O estudo acompanhou a evolução deste organismo ao longo de dez semanas (o que equivale a cerca de 70 gerações, uma vez que a microalga verde “evolui rapidamente”). Nesse período, observou-se a Dunaliella tertiolecta em três contextos distintos: 1) a microalga verde sozinha (logo, sem competição), 2) coabitando com uma população da mesma espécie e 3) com uma comunidade composta por três outras espécies de fitoplâncton.

“O que nós descobrimos que é esses organismos gastam diferentes quantidades de energia dependendo da competição existente. É esta plasticidade metabólica que evolui nas microalgas. Isto é importante porque significa que as espécies podem singrar em diferentes condições. Quando a comida é abundante, o metabolismo é muito rápido. Contudo, quando os recursos são escassos, o sistema metabólico tende a desacelerar, em comparação com espécies que não estavam sob competição”, explica a cientista numa videochamada.

Metabolismo flexível

Os cientistas avaliaram os efeitos a longo prazo deste metabolismo flexível – e perceberam que era algo positivo. “Essa plasticidade metabólica dá a essas células a capacidade de crescer rapidamente quando as densidades populacionais são baixas […] e serem eficientes quando as populações são densas […]. O melhor de dois mundos! Células inteligentes!”, escreveu o co-autor Dustin Marshall no Twitter.

Em parte, a conclusão do estudo ajuda a entender como espécies unicelulares sobrevivem e crescem rapidamente mesmo em condições adversas. Contudo, esta plasticidade metabólica tem um preço: o que as microalgas verdes ganham em eficiência podem perder em tamanho celular.

“O que nós identificámos como menos positivo é que houve mudanças no tamanho do organismo, que tende a ficar menor. Do nosso ponto de vista, esta redução da massa corporal não é fantástica. O fitoplâncton está na base da cadeia alimentar: se há menos biomassa, há menos comida para os peixes, por exemplo. E também significa uma redução da produtividade, considerando o papel do fitoplâncton na produção de oxigénio”, explica Giulia Ghedini.
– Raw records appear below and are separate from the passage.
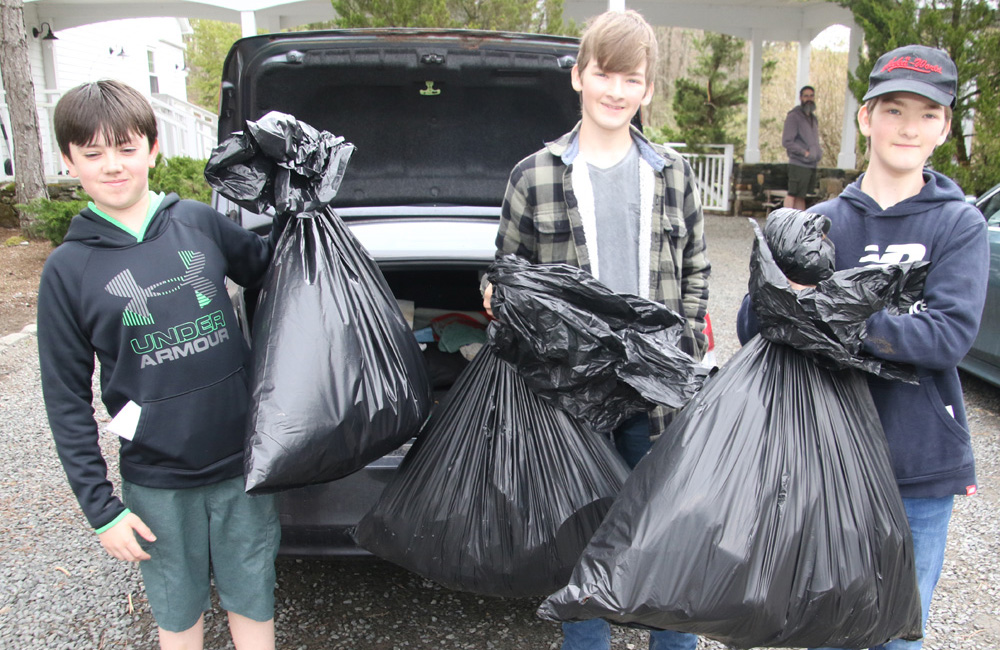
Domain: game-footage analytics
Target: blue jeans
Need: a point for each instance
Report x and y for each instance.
(929, 520)
(632, 442)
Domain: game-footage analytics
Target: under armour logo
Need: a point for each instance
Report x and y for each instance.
(137, 312)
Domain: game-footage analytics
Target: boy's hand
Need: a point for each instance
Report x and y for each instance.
(120, 542)
(488, 299)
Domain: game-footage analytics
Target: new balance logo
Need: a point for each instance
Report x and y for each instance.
(894, 254)
(137, 312)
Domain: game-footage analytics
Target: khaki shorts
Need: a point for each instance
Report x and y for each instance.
(801, 180)
(211, 530)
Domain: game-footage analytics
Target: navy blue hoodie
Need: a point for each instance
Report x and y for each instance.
(157, 315)
(925, 424)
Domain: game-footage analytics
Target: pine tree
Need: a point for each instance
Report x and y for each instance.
(968, 31)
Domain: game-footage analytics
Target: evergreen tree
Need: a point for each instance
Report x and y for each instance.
(707, 103)
(504, 15)
(968, 31)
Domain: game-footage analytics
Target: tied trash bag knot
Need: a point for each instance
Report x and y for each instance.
(767, 514)
(827, 322)
(338, 379)
(279, 163)
(500, 492)
(599, 355)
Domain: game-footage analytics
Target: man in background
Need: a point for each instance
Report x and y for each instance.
(800, 138)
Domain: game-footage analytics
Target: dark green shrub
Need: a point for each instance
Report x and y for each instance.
(50, 219)
(185, 176)
(180, 174)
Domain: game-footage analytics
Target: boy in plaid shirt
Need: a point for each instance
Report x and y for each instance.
(605, 199)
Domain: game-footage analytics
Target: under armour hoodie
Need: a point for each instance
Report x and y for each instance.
(155, 311)
(925, 424)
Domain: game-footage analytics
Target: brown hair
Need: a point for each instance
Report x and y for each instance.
(618, 41)
(107, 107)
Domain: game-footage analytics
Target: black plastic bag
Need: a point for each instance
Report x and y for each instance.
(599, 355)
(500, 492)
(279, 163)
(799, 244)
(338, 379)
(767, 514)
(828, 322)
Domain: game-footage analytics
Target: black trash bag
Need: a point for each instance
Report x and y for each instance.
(828, 322)
(500, 492)
(599, 355)
(799, 244)
(279, 163)
(767, 515)
(338, 379)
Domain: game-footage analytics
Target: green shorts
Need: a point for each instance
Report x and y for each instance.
(212, 530)
(801, 180)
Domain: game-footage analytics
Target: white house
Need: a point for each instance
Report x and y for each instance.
(146, 53)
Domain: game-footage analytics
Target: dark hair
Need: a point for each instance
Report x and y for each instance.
(619, 41)
(106, 107)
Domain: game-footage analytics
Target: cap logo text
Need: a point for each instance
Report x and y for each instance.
(917, 65)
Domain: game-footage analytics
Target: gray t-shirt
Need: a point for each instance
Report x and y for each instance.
(616, 206)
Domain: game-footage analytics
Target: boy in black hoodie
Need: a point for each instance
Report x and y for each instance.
(900, 211)
(139, 281)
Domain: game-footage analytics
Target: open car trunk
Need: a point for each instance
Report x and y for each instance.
(439, 119)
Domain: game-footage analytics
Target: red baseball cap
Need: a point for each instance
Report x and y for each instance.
(925, 71)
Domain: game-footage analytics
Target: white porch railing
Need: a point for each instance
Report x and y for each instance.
(185, 129)
(713, 172)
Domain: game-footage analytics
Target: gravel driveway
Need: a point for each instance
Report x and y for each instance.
(59, 590)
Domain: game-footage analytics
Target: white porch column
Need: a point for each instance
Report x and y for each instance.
(847, 158)
(802, 71)
(752, 153)
(248, 21)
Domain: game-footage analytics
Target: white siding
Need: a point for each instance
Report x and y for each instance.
(122, 50)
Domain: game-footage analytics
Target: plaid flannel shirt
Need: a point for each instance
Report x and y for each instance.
(541, 222)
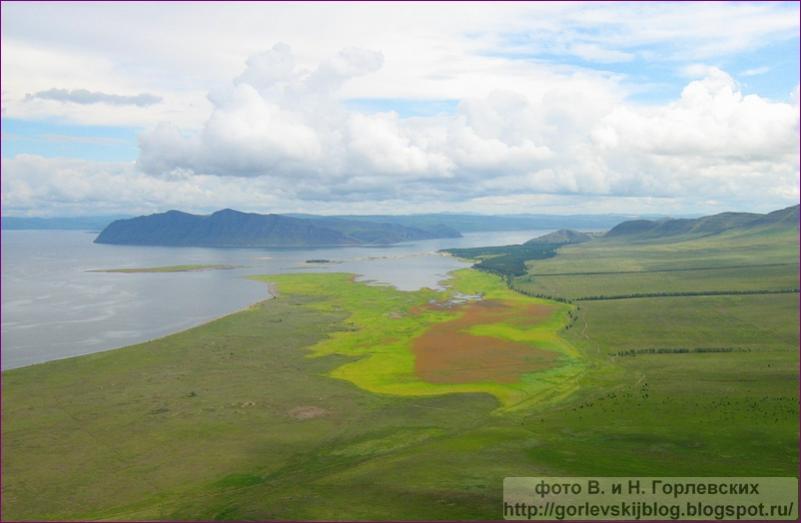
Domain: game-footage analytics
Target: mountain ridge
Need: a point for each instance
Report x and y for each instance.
(706, 225)
(231, 228)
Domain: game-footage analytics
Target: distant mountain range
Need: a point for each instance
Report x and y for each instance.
(430, 222)
(487, 223)
(80, 223)
(229, 228)
(726, 222)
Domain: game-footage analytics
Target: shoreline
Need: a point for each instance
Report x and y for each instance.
(272, 290)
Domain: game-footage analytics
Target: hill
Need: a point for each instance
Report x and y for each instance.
(727, 222)
(230, 228)
(80, 223)
(562, 236)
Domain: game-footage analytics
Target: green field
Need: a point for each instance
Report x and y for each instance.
(321, 404)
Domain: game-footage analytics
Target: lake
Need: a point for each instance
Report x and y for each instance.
(53, 307)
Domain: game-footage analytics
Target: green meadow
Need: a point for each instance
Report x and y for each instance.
(326, 402)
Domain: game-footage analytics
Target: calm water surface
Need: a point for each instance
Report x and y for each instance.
(52, 307)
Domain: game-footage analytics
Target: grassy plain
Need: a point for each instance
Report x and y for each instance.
(311, 405)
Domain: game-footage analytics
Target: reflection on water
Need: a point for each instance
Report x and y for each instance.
(53, 308)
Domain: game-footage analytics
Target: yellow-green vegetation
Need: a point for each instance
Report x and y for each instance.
(171, 268)
(383, 323)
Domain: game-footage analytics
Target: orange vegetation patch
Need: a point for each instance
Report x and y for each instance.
(446, 353)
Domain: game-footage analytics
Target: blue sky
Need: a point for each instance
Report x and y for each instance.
(330, 105)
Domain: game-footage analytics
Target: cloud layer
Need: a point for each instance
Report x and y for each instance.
(86, 97)
(550, 106)
(285, 124)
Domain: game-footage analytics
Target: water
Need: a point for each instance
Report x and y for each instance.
(52, 307)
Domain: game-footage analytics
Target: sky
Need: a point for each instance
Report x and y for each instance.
(334, 107)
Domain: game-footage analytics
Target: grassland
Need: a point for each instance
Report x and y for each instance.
(314, 405)
(171, 268)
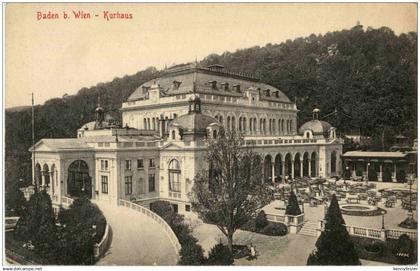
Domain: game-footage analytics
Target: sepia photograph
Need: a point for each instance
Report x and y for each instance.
(210, 134)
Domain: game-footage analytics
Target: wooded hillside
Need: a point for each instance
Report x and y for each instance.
(368, 76)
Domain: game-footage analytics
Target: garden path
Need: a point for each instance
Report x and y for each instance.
(137, 239)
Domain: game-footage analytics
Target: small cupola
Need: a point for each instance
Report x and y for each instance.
(315, 114)
(194, 105)
(99, 113)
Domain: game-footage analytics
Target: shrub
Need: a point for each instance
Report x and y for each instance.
(38, 225)
(249, 226)
(77, 234)
(334, 246)
(386, 175)
(375, 247)
(191, 253)
(261, 221)
(164, 209)
(401, 176)
(373, 176)
(15, 201)
(275, 229)
(404, 250)
(220, 255)
(292, 205)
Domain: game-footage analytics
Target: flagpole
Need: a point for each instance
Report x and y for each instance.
(33, 145)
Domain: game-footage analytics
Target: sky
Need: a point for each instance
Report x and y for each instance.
(53, 57)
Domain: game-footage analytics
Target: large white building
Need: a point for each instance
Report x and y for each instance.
(161, 144)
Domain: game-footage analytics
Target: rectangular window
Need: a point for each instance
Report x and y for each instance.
(104, 184)
(152, 162)
(127, 164)
(141, 186)
(128, 185)
(140, 164)
(152, 187)
(104, 164)
(174, 180)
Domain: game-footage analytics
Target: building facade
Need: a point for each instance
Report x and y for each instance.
(160, 146)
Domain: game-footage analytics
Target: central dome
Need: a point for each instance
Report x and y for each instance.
(193, 122)
(318, 127)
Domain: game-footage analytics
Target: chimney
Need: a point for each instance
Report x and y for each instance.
(162, 126)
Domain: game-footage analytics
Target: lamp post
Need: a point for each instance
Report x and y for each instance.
(410, 210)
(383, 219)
(325, 208)
(409, 222)
(367, 173)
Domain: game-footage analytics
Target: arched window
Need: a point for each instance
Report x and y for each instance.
(333, 162)
(282, 126)
(174, 176)
(233, 124)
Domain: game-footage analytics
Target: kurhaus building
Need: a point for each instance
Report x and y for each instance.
(160, 145)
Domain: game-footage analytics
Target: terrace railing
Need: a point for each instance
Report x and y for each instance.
(172, 237)
(381, 234)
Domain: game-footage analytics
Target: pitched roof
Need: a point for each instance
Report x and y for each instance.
(185, 79)
(195, 122)
(63, 144)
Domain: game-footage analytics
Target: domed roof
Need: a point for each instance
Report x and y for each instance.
(193, 122)
(316, 126)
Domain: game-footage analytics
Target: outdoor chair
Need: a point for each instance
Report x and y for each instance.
(389, 204)
(372, 201)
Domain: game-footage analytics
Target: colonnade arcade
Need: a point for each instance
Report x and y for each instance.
(78, 181)
(46, 176)
(291, 165)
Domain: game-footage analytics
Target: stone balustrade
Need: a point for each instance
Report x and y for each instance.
(381, 234)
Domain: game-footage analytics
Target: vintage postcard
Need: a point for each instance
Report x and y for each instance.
(210, 134)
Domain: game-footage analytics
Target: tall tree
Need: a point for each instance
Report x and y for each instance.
(38, 225)
(231, 191)
(334, 246)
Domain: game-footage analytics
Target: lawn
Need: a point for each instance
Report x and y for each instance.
(19, 253)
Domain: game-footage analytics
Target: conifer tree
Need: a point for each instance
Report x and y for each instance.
(334, 246)
(293, 205)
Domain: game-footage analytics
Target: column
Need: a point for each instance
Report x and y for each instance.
(282, 171)
(309, 167)
(394, 175)
(293, 168)
(380, 171)
(42, 178)
(301, 167)
(273, 172)
(52, 182)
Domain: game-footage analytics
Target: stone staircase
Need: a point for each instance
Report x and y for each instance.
(309, 228)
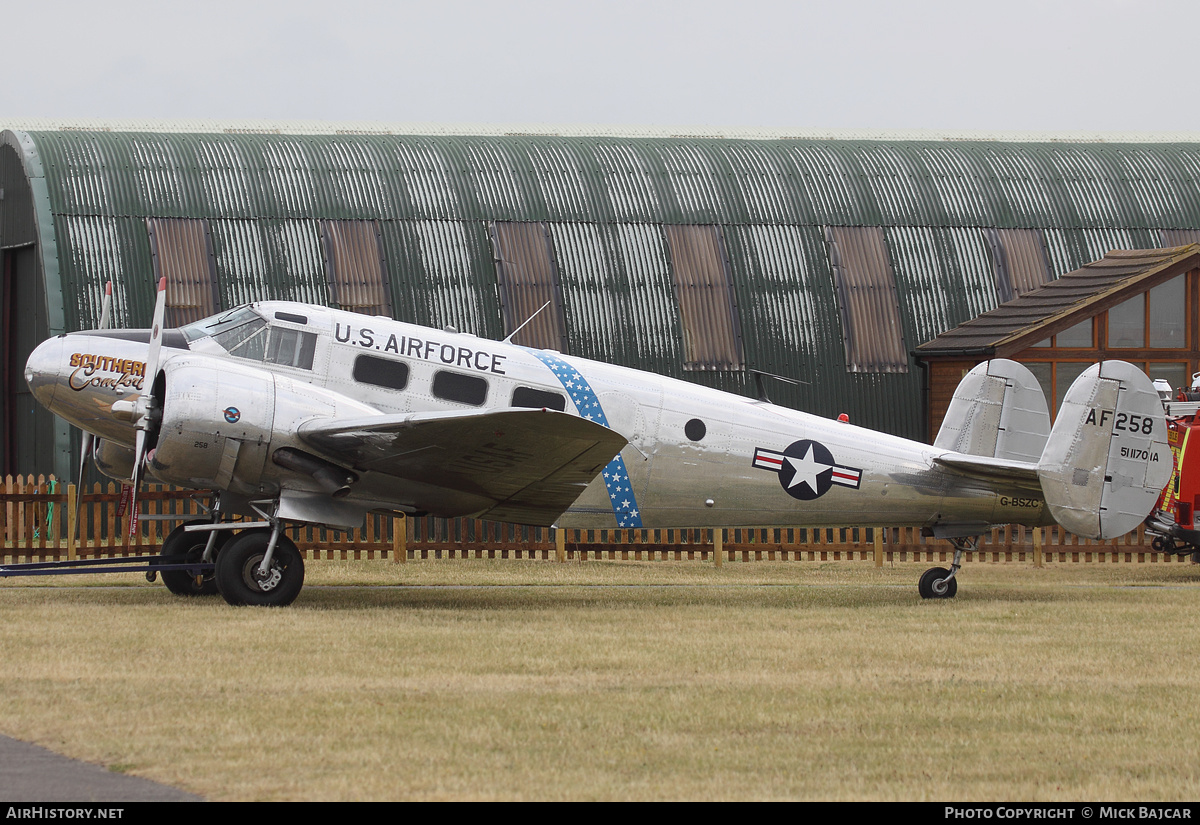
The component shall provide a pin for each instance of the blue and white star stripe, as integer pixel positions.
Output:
(616, 476)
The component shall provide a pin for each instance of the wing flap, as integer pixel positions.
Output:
(531, 464)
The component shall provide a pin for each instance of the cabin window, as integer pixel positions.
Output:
(708, 312)
(539, 399)
(292, 348)
(460, 389)
(871, 331)
(381, 372)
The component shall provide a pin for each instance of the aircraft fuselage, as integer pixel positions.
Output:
(696, 457)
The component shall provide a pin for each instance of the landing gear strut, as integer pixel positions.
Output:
(190, 547)
(941, 583)
(261, 567)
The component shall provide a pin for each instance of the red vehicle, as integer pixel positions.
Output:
(1174, 519)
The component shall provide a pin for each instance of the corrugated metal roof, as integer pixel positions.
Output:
(1062, 303)
(267, 126)
(605, 197)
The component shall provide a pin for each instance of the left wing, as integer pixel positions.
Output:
(532, 464)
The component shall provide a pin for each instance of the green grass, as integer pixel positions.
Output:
(624, 680)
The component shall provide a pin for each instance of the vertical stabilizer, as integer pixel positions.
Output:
(1107, 459)
(997, 411)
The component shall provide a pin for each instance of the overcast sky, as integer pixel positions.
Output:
(1017, 65)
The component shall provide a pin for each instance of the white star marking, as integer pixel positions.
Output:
(807, 469)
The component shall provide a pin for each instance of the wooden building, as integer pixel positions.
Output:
(1140, 306)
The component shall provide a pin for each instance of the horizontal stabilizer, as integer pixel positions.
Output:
(529, 464)
(990, 468)
(1107, 459)
(997, 411)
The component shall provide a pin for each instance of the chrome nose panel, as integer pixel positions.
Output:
(45, 369)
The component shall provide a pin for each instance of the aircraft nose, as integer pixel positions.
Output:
(43, 369)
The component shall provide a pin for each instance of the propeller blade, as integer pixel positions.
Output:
(84, 453)
(147, 399)
(160, 312)
(106, 308)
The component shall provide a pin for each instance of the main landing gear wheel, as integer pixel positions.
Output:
(241, 582)
(935, 583)
(180, 547)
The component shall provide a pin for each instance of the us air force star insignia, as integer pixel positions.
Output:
(807, 469)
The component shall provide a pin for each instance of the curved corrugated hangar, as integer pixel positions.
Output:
(703, 256)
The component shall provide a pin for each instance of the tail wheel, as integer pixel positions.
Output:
(241, 580)
(935, 583)
(181, 547)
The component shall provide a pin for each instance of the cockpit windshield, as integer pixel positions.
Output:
(244, 333)
(219, 323)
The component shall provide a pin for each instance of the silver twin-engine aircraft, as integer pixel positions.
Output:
(301, 414)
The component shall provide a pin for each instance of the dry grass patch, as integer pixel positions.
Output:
(624, 680)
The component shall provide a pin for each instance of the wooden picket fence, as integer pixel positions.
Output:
(40, 524)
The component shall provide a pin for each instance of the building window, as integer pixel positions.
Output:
(527, 277)
(1156, 319)
(867, 296)
(354, 266)
(181, 251)
(708, 311)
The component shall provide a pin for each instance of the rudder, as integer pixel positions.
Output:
(1107, 459)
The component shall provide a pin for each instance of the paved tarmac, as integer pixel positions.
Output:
(31, 774)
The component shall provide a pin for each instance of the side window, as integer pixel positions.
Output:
(459, 387)
(539, 399)
(381, 372)
(292, 348)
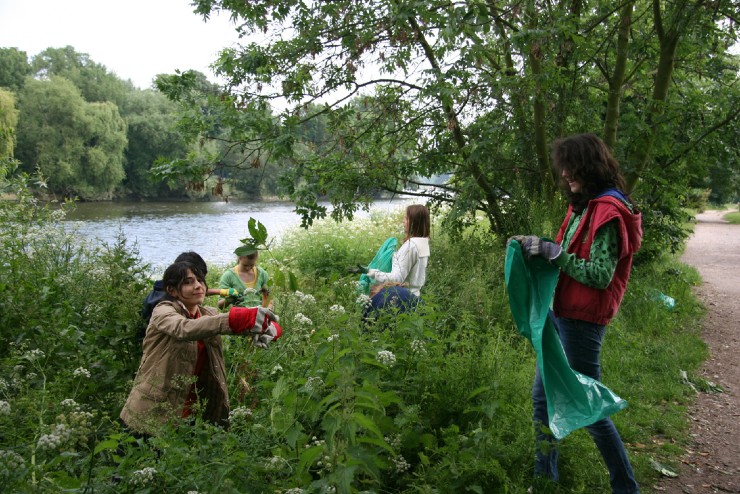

A cientista sublinha que o estudo foi feito com apenas uma espécie e que, por isso, não se pode extrapolar esta conclusão para outras que integram o fitoplâncton. “Este conhecimento é importante porque nos dá um enquadramento para testar como esta resposta metabólica ocorre noutras espécies”, observa a investigadora, que almeja agora expandir este trabalho e analisar o comportamento de outros organismos aquáticos que integram o fitoplâncton marinho.